Recently, Frank’s condition deteriorated. He had to go to the hospital on Christmas Day and was ultimately placed in a rehabilitation facility. Smith then got a letter from the Department of Health and Human Services warning that home-based-care services would be suspended while her husband was receiving institutional care.

“And it says when he was admitted on Dec. 25, ‘Your place in the program is being held open for you for 60 days. If you return home within 60 days, your care manager will talk to you about your needs and arrange for services to begin again in your home.’ They never even started. They were never here,” she says.

That’s because there aren’t enough workers, says Betsy Sawyer-Manter, president and CEO of SeniorsPlus in Lewiston. She says every week, thousands of home health care hours go unfilled.
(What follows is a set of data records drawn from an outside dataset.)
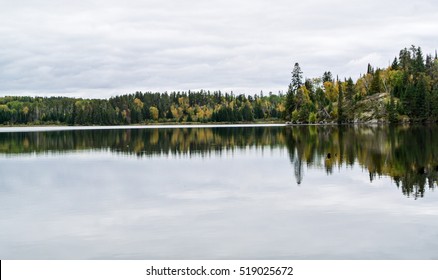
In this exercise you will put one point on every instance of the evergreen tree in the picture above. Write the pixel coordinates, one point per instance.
(394, 65)
(376, 83)
(297, 77)
(341, 117)
(327, 77)
(349, 93)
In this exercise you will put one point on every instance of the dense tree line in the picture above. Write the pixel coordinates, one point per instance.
(192, 106)
(410, 84)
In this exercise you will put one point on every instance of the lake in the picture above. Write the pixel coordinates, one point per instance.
(219, 192)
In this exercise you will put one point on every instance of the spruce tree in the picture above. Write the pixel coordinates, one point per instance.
(341, 117)
(297, 77)
(375, 83)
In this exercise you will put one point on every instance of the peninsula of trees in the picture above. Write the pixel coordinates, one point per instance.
(405, 91)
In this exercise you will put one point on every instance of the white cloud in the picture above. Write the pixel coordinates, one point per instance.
(107, 48)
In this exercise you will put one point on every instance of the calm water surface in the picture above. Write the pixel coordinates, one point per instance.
(308, 192)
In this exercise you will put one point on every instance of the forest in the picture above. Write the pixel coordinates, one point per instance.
(405, 91)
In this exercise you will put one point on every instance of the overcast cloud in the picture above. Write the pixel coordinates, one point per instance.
(102, 48)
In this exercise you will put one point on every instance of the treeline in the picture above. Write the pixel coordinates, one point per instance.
(199, 106)
(410, 84)
(410, 87)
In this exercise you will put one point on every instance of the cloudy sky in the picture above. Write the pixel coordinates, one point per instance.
(101, 48)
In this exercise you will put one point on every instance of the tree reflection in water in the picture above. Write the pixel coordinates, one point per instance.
(408, 154)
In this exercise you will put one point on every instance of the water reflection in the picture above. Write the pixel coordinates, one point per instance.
(407, 154)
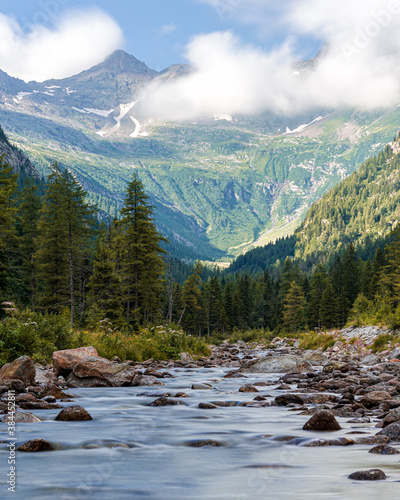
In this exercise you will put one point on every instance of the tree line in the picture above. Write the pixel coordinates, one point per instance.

“I am talking about 6,000, 7,000 hours of authorized care,” she says. “If there were workers, they’re already approved to get hours in their home, and we just don’t have the workforce to do it.”

The shortage is also an issue in long-term care facilities, says Dr. Rebecca Spear, a geriatrician at MaineGeneral in Augusta. More and more, she says, she witnesses patients who are hospitalized and their families decide it’s time to transition into a nursing home or assisted living facility, but can’t.

“Unfortunately, based on the nature of limited availability of long-term care places right now with the COVID-19 pandemic, what we’re seeing is that people will remain in the hospital for weeks, or even months, waiting,” she says.

The shortage of direct care workers in Maine has been a brewing crisis for years that’s intensified with the onset of COVID-19.

“Clearly the glaring elephant in the room is that these folks are not paid enough,” says Democratic state Rep. Jessica Fay, co-chair of a legislative commission formed in 2019 to study the problem and its effect on the state’s economy. “The takeaway was that these jobs are foundational to our economy. And I think in a similar way that we talk about child care and the impact that that has on the economy and people’s ability to participate in the economy, the caregiving workforce has a similar impact.”

Fay is sponsoring a bill this session that would increase wages for direct care workers to at least 125% of the minimum wage. That would boost pay to a little more than $15 an hour. The bill would also implement other recommendations from the commission that aim to improve job quality and retention, including establishing a career ladder.

Fay says these policies would help foster another crucial change, by raising a simple question.

“Culturally, how do we value this work?” she says.

Advocates say low pay has plagued the supply of the direct care workforce for a long time.

“Less than a decade ago, it had been 20 years since home care agencies had gotten a rate increase,” says Jess Maurer, executive director of the Maine Council on Aging.

Maurer says a 2015 study prompted an increase in rates, but they’ve remained flat since then. And she says the pandemic has merely exposed the severity of the problem.

“I think it’s just the inevitable conclusion of ignoring a problem for too long. It’s like you ignore the leak in your roof for 20 years, and your roof falls in,” she says.

Back in West Gardiner, Smith says she wonders if her husband could have avoided hospitalization if he had received home health care. He’s still in a rehabilitation facility.

“I hope for help. To have my husband back home, and to have the help we need,” she says.